GENELEVLERİ SÜSLEMEDEN BUGÜNLERE!

Cengiz GÜLAÇ

            Yıl 1969. Yer İstanbul. Tarihimizde “Kanlı Pazar” olarak geçecek bir olay yaşandı.

            Amerika’nın 6. Filosu Türkiye’ye gelecekti. Sol görüşlü öğrenciler protesto etmeye hazırlanıyordu. Türkiye o gün itibariyle böyle toplumsal protestolara alışık değildi.

            Demokrasi şehidimiz Adnan Menderes döneminde Türkiye Kore’ye asker göndermiş, Amerikalı bir yetkilinin  de dediği gibi sadece 23 sente, nerdeyse bedavaya gelecek asker maliyetiyle sadakatini ispatlamış ve NATO üyesi olmuştu!

            Aynı Menderes daha sonra ABD desteği… Daha doğrusu onayı… Hatta azmettirmesiyle darbeyle iktidarından olmuş ve idam edilmişti.

            Mizah tadındaki olayların bizim ülkemizde tarih olması ne kadar da hazin ama…

            Neyse…

            Amerika’nın 6. Filosunun solcular tarafından protesto edilmesi istendiği zaman devrin misafirperver yetkilileri bütün genelevleri boyatmış, eğlence yerlerine çeki düzen vermişti! Allah hepsinden razı olsun! Elin Conisine niye mahcup olaydık!

            Adamların nasıl eğlendiğini dönemin gazetelerinden biri şu haberle okurlarına duyuruyordu:

            “6. Filo Kumandanı Göbek Attı. Amiral Hayatından Memnun.”

            Allah Conilerden razı olsun, genelevlerde bolca döviz bırakmışlardı memlekete!

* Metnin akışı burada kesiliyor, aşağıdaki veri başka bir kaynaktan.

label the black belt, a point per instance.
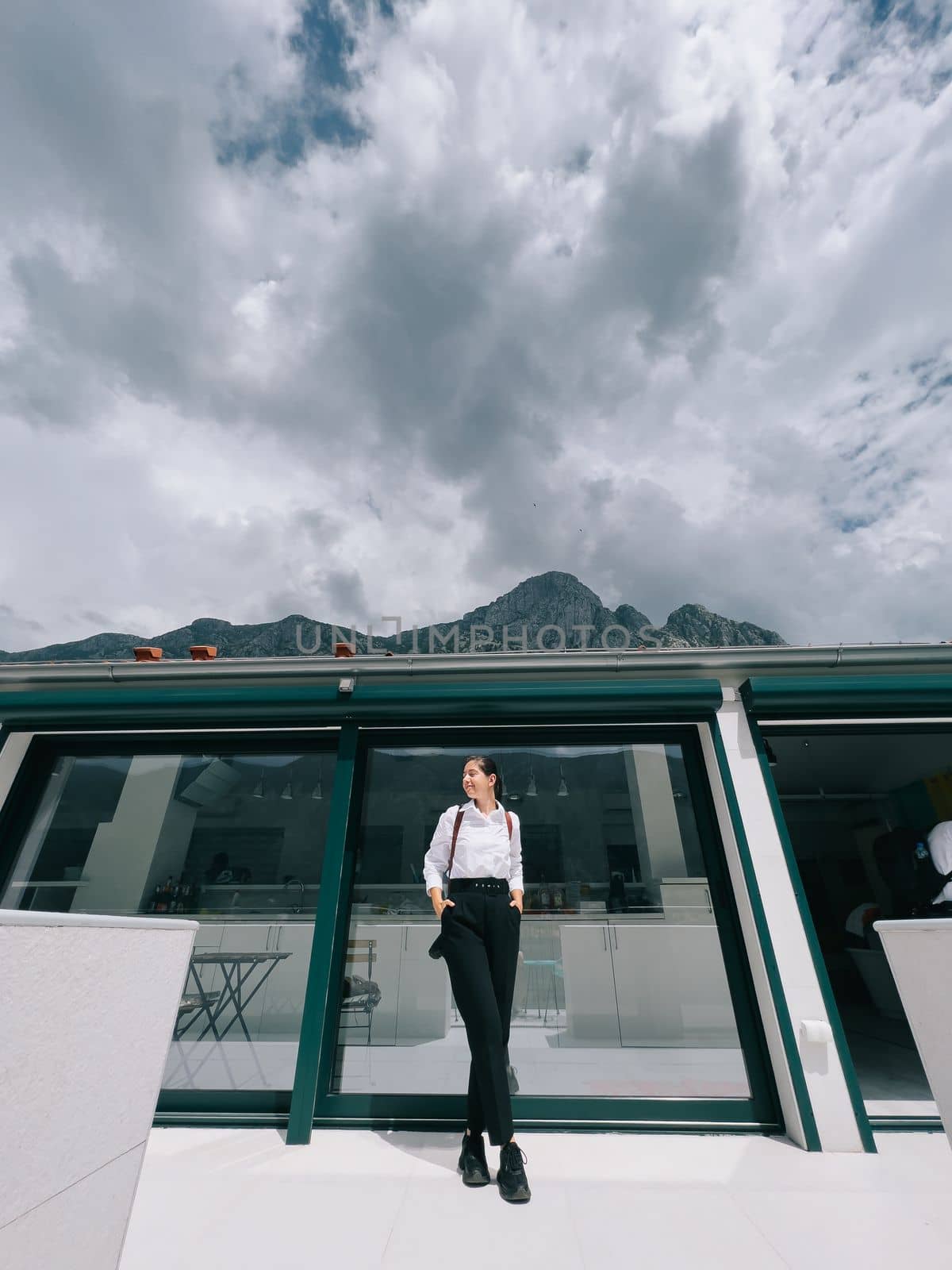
(493, 886)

            İkinci Dünya Savaşından sonra dünyanın haydutluğuna soyunan Amerikan emperyalizmini ülkesinde görmek istemeyen solcu gençler 6. Filoyu protesto edip, Amerikan haydutlarına genelevlerde VIP hizmet sunulmasını içlerine sindiremedikleri için Amerikan askerlerini denize döküyorlardı.

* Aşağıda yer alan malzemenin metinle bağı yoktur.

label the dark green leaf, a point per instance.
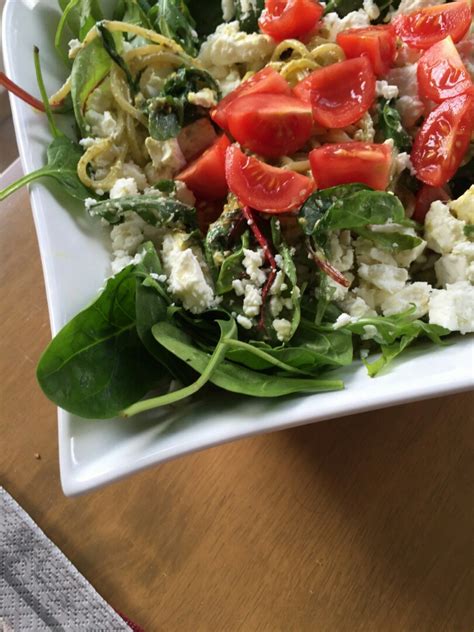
(110, 46)
(317, 205)
(390, 125)
(63, 155)
(155, 209)
(96, 365)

            O dönem, başta Mehmet Şevket Eygi başta olmak üzere sağcı, muhafazakâr, milliyetçi yazarlar, politikacılar solcu gençleri lanetliyordu. Mehmet Şevket Eygi şöyle şeyler yazıyordu:

            “Büyük fırtına kopmak üzeredir, Müslümanlar ile Kızıl kâfirler arasında topyekûn savaş kaçınılmaz hale gelmiştir… Müslüman kardeşim, sen bu savaşta bitaraf kalamazsın. Ben namazımı kılar, tesbihimi çekerim… Etliye, sütlüye karışmam deyip de kendine zulüm edenlerden olma, gözünü aç, bak. Onlarda taş, sopa, demir, Molotof kokteyli mi var? Biz de aynı silahları kullanmaktan aciz değiliz. Cihat eden zelil olmaz. Sağ kalırsa gazi olur, canını verirse şehitlik şerefini kazanır…”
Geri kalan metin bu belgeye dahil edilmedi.